Only one major job-creation bill made it through Congress this year: an overhaul of the nation's highways and mass transit systems that marks the biggest commitment to transportation in the last 35 years. Rapid implementation of the $151 billion, six-year plan is crucial if the Bush administration hopes to use these capital projects to pump up portions of the nation's sagging economy.
Anywhere from 2 million to 4 million new jobs could be produced by these projects; 54,000 such jobs in Maryland alone. And that's not even counting the existing jobs in the construction industry that will be protected and other construction-related companies that will benefit from the mammoth capital program.
Beyond the pump-priming aspects of the bill, this measure stands out for its dramatic shift away from new highway construction in favor of renovating and upgrading existing highways and bridges. Congress, for the first time, also shifted emphasis toward mass transit alternatives and gave states flexibility to decide how money they receive should be spent.

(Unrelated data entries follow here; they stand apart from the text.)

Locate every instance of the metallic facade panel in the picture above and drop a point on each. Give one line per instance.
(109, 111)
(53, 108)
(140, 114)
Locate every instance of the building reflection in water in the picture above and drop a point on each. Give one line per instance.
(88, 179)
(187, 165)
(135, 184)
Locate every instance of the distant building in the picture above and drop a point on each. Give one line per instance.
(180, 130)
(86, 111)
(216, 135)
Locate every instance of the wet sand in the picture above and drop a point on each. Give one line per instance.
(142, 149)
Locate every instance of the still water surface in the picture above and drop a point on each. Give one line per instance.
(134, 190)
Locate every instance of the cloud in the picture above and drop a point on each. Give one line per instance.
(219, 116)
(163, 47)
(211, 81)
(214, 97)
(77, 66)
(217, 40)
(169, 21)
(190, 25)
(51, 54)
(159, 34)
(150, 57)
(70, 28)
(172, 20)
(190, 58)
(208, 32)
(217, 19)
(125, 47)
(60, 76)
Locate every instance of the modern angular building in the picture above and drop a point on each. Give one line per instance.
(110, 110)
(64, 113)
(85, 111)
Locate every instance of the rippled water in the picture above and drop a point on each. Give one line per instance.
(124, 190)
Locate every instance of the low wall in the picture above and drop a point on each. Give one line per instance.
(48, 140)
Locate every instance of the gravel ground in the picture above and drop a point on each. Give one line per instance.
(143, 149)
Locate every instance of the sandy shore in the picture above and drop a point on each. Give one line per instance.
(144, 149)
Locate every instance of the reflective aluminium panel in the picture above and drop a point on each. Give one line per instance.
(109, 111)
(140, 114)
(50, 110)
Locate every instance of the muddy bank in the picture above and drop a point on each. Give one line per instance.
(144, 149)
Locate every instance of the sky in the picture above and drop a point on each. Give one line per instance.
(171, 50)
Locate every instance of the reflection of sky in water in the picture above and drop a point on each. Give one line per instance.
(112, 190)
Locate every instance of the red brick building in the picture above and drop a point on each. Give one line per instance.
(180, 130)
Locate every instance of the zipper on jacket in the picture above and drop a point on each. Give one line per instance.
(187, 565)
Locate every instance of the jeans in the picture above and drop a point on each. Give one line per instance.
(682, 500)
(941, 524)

That last point is an important one. It means that a thick layer of costly and time-consuming federal red tape will be eliminated and that states will have the power to shift funds to what they consider high-priority projects. That should speed the construction process considerably. It also should lead to more funds for mass-transit as states explore ways to relieve traffic congestion.
Nearly lost in the bill's huge price tag was a sweeping breakthrough on highway safety that Sen. John Danforth called "the most comprehensive package of highway safety legislation since the creation of the National Highway Transportation Safety Administration 25 years ago." The bill requires air bags for the driver and front-passenger seat on nearly all new cars by late 1996. Safety experts estimate this could save 9,000 lives a year and prevent 80,000 head injuries annually.
With all the advances contained in the bill, it was unfortunate that Congress still decided to play raw pork-barrel politics with billions in taxpayer dollars along the way. A whopping $6.5 billion was earmarked for special projects requested by incumbents. It was quite a piggish performance.
Even with such an embarrassing blemish, though, this bill stands as a landmark for its focus on mass transit and improving existing roads. It is a down payment on rebuilding America that the president ought to sign into law.